JAPAN - Finance Ministry statistics have cast a dark cloud over government strategy to conquer deflation and improve the balance of trade through depreciation of the yen. The figures show that the weak yen has so far failed to spur Japan's exports as much as expected.
According to the ministry's statistics released Monday, Japan incurred a record ¥13.75 trillion trade deficit in fiscal 2013, a 70 per cent increase from the previous record posted in fiscal 2012.
The ballooning trade deficit was mainly attributed to the surge of fuel costs for the nation's thermal power plants-caused by the suspension of nuclear power plants-and the sluggish growth of exports as companies continued increasing overseas production.
In fiscal 2013, imports totaled ¥84.6 trillion, the largest since fiscal 1979, when records of comparable data began, according to the statistics.

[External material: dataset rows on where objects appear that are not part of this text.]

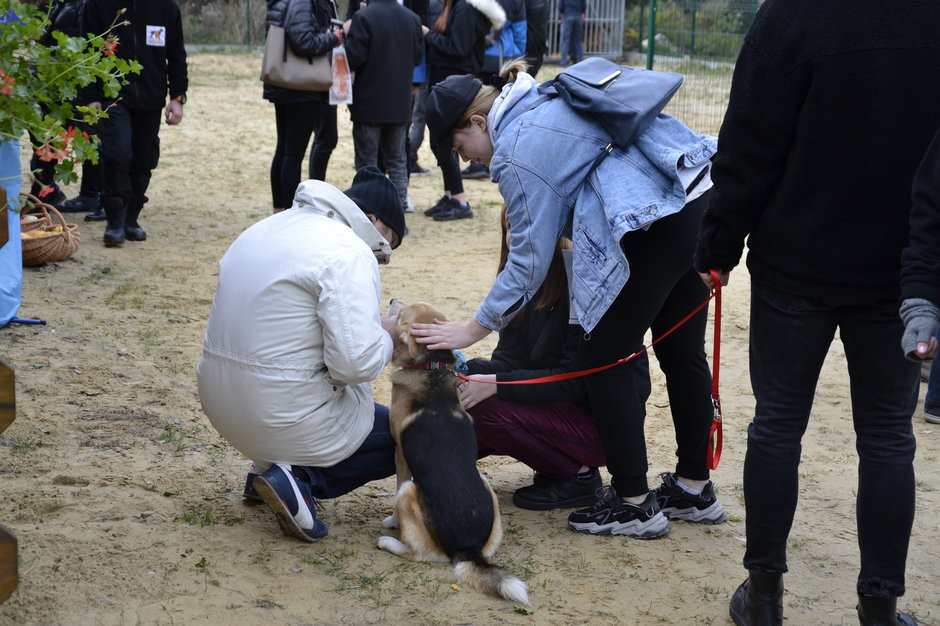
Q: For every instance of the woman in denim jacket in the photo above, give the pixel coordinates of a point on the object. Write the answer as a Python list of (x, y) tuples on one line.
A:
[(633, 221)]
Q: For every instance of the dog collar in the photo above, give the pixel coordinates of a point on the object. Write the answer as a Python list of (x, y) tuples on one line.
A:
[(430, 365)]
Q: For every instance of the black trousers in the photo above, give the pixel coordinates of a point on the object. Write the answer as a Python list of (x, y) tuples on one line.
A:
[(130, 150), (662, 289), (295, 123)]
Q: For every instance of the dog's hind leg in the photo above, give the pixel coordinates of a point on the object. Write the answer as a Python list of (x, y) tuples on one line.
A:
[(496, 532)]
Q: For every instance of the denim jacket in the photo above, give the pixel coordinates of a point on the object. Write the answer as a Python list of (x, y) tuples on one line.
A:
[(541, 157)]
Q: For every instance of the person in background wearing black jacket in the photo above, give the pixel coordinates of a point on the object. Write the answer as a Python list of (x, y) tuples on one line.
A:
[(536, 34), (455, 46), (920, 275), (300, 114), (384, 43), (152, 34), (571, 14), (826, 123)]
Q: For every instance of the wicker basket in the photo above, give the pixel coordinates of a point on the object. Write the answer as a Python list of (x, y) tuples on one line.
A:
[(44, 221), (51, 246)]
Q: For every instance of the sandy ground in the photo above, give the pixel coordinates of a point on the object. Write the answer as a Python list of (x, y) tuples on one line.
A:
[(128, 507)]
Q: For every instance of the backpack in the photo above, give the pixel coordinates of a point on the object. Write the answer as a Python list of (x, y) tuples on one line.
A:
[(624, 100)]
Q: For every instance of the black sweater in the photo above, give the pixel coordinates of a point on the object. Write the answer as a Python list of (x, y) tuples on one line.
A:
[(542, 345), (152, 34), (383, 46), (832, 106), (920, 262)]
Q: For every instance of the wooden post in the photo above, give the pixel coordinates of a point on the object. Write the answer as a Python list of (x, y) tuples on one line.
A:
[(9, 576)]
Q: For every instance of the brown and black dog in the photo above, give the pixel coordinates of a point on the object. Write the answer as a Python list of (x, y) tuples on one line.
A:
[(447, 512)]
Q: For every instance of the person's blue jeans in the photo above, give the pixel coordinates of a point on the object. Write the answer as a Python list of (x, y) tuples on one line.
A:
[(373, 460), (789, 338), (932, 397), (572, 36)]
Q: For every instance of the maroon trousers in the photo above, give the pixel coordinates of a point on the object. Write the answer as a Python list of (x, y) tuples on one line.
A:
[(553, 438)]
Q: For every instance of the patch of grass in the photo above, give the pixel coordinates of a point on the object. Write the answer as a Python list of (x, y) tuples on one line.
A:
[(197, 515)]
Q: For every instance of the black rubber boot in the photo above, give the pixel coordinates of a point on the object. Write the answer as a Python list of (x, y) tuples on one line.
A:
[(115, 209), (882, 612), (758, 601), (132, 230)]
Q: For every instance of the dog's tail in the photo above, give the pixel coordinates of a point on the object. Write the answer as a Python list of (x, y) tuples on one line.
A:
[(473, 570)]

The imports of mineral fuel, which account for one-third of the nation's total imports, increased by 15.2 per cent. Crude oil, liquid natural gas and other mineral fuels are used for thermal power generation. Deals on many fuels, such as crude oil, are conducted on a dollar basis, so the depreciation of the Japanese currency pushed up the yen value of imports.
Imports of solar panels used for large-scale photovoltaic power generation also increased in fiscal 2013, contributing to the overall rise, and imports on smartphones and clothes also surged due to the rise in demand before the consumption tax hike.
Continuing overseas production
Increasing exports is the key in improving the balance of trade, but the rise of exports in fiscal 2013 was less than robust.
Exports increased 10.8 per cent, to ¥70.86 trillion, but the figure is far below the ¥85.12 trillion posted in fiscal 2007, before the collapse of Lehman Brothers.
Elevated by brisk sales to the United States, automotive exports have increased by 15.9 per cent and exceeded ¥10 trillion. However, in export volume, the increase was just a meager 1.5 per cent. The reason for the gap between the two figures was moves by Japanese automakers to increase overseas production.
In a shift of production in February, Honda Motor Co. closed a domestic factory, which produced 6,000 cars a month, and moved its production capacity to Mexico. The models include the company's mainstay Fit subcompact car.
Mitsubishi Heavy Industries Ltd., which enjoys brisk North American sales of products such as the Forester sports-utility vehicle, plans to beef up production in the United States.
In March, Hitachi Ltd. built an automobile parts assembly plant in Mexico. The company is also building an assembly plant for train carriages in Britain, as the company has received an order for 866 carriages for high-speed trains on an interurban route.
"We will increase overseas production to minimise the effect of currency fluctuation," a Hitachi official said.
For export companies the bitter memory of being plagued by a strong yen is still vivid, so they are seeking to put in place corporate structures that will not be affected by currency fluctuations. "It is unlikely that the current trend, of domestic companies expanding production and sales overseas, will change," said Masahiro Akita of Credit Suisse Securities (Japan).
The competitiveness of Japanese companies for products such as video cameras and DVD players, which had previously been a strength for Japanese manufacturers, is declining due to the rise of foreign companies.
The fact that the electrical machinery companies are shrinking their domestic production is one of the reasons many analysts are pessimistic about a rise in exports. "It is unlikely that exports will increase," said Ryutaro Kono of BNP Paribas Securities (Japan) Ltd.
The proportion of dollar-based trades is larger in imports than exports, thus the trade balance is vulnerable to the adverse effects of the weak yen.
"There is a risk that Japan will continue posting trade deficits for a while," said Koya Miyamae of SMBC Nikko Securities.